Weak processes to support customers at risk of arrears, an inability to identify them, and lost account data have incurred the wrath of Britain’s energy regulator.

Reviewing suppliers’ protocols for handling customers in payment arrears, Ofgem finds that three – Scottish Power, Utilita and TruEnergy – show ‘severe weaknesses’ in how they support customers in difficulties.

To retain its supply licence, business-only supplier TruEnergy has already been required to undergo an independent audit.

Ofgem finds five more – E, Good Energy, Green Energy, Outfox and Bulb  –  have what it calls “moderate” holes in their care for customers.

Specifying instances of slipshod customer care, it had already ordered two of the worst – Scottish Power and Utilita – to clean up their act.  It is now considering sanctions on others, including fines or restrictions on their supply businesses.

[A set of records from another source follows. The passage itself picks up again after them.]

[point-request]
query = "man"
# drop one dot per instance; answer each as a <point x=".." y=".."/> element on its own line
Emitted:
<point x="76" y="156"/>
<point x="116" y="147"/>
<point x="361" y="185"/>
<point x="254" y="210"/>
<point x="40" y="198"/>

Eight suppliers  – Ecotricity, EDF, E.ON, Octopus, OVO, Shell, UW and SO Energy – were found to have ‘minor’ issues.

Good practice in debtor support exists across the energy industry, Ofgem believes. British Gas achieved near-perfect care.

But “most” UK licencees, it concludes, fall short of their legal licence obligations through substandard processes and slack governance.

Shortcomings specified include poor agent training, weak supervisory rules, and data & algorithms lacking to pick up early clients at risk of racking up arrears. Some businesses lack processes on how to re-jig payment plans if clients hit financial troubles. Clear rules are lacking at others for escalating care of struggling bill payers.

Prioritising vulnerable customers struggling this winter to pay soaring bills is critical, says Ofgem.

Its boss Jonathan Brierley, pictured, asserted: “We accept that there are many pressures on energy companies in the market this winter, but the needs of vulnerable customers must be part of their top priorities.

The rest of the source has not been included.